Catherine nodded and Quinn noticed her stiffen a little, reminding him that his client had a mind of her own.

He leaned forward. "I know you don't like the implications of an insanity plea, but my job is not to make you like me." Quinn paused, realizing that he cared very much whether this particular client liked him. He might even care a little too much. "My job is to keep you alive and get you out of here. My job is to keep a needle out of your arm."

"Do you believe I did these things?" Catherine asked. Her voice was flat but still conveyed resolve. "Do you think I kidnapped and killed those babies? Do you think I electrocuted Paul Donaldson--fried him to death and dumped his body into the Dismal Swamp Canal? Do you think that's me?"

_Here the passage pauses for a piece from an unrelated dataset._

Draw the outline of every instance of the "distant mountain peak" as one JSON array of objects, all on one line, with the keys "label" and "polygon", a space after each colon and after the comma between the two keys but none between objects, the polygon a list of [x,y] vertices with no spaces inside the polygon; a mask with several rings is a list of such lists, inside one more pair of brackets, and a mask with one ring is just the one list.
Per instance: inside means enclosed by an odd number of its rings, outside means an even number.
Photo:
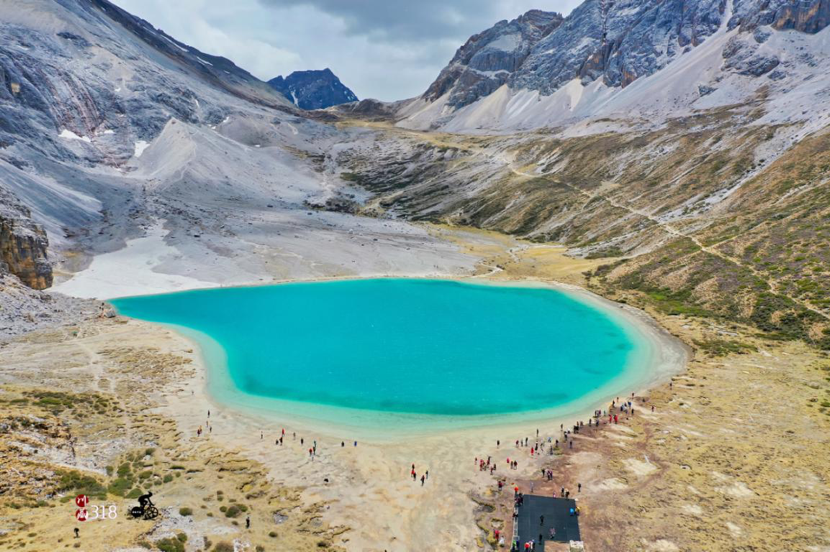
[{"label": "distant mountain peak", "polygon": [[268,81],[275,90],[302,109],[325,109],[357,101],[354,92],[331,69],[294,71]]}]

"It doesn't matter what I think--"

"It matters to
me
," Catherine said.

Quinn swallowed and stayed fixed on her gaze. "I don't know whether you did or not." It was gut-level honest, and he knew Catherine could sense his sincerity. "I only know that right now, we don't stand a chance of convincing a jury that you're flat-out innocent."

"But I
am
innocent," Catherine said. "I need you to believe that. I know it doesn't seem that way. Sometimes I doubt it myself. But, Quinn, I could never hurt those kids. Not this Catherine. And not some other side of me either."

Quinn nodded. "I believe that," he said softly. In truth, he didn't know what to believe. Emotionally, Catherine made a compelling case. If he could just let her talk to the jury like this, the way she was talking to him right now, as if she wanted to reach out and grab his shoulders and make him look straight into her soul, a jury might believe her. But court didn't work that way. The path to justice was littered with the land mines of cross-examination. Emotion would yield to evidence and logic. And logic would always dictate the same unwanted result.

"That doesn't change my advice," said Quinn. "As a friend, I believe you. But as a lawyer, I've got to give you my best
professional
advice. That advice is to plead not guilty by reason of insanity."

"I didn't do it," Catherine insisted. "How can I say that I did?"

An idea hit Quinn. "State your name for the record," he said.

"What?"

"I'm going to show you. We can't possibly win this case on a straight-up not guilty plea if we don't put you on the stand. So you're on the stand, and I'm Boyd Gates. State your name for the record."

A look of determination hardened Catherine's face. "Catherine O'Rourke," she said, squaring her jaw.

73

"Do you consider yourself a medium, Ms. O'Rourke?"

"No. Not really."

"And yet you just happened to know information about the crimes committed by the Avenger of Blood--information that the police had not released to anyone?"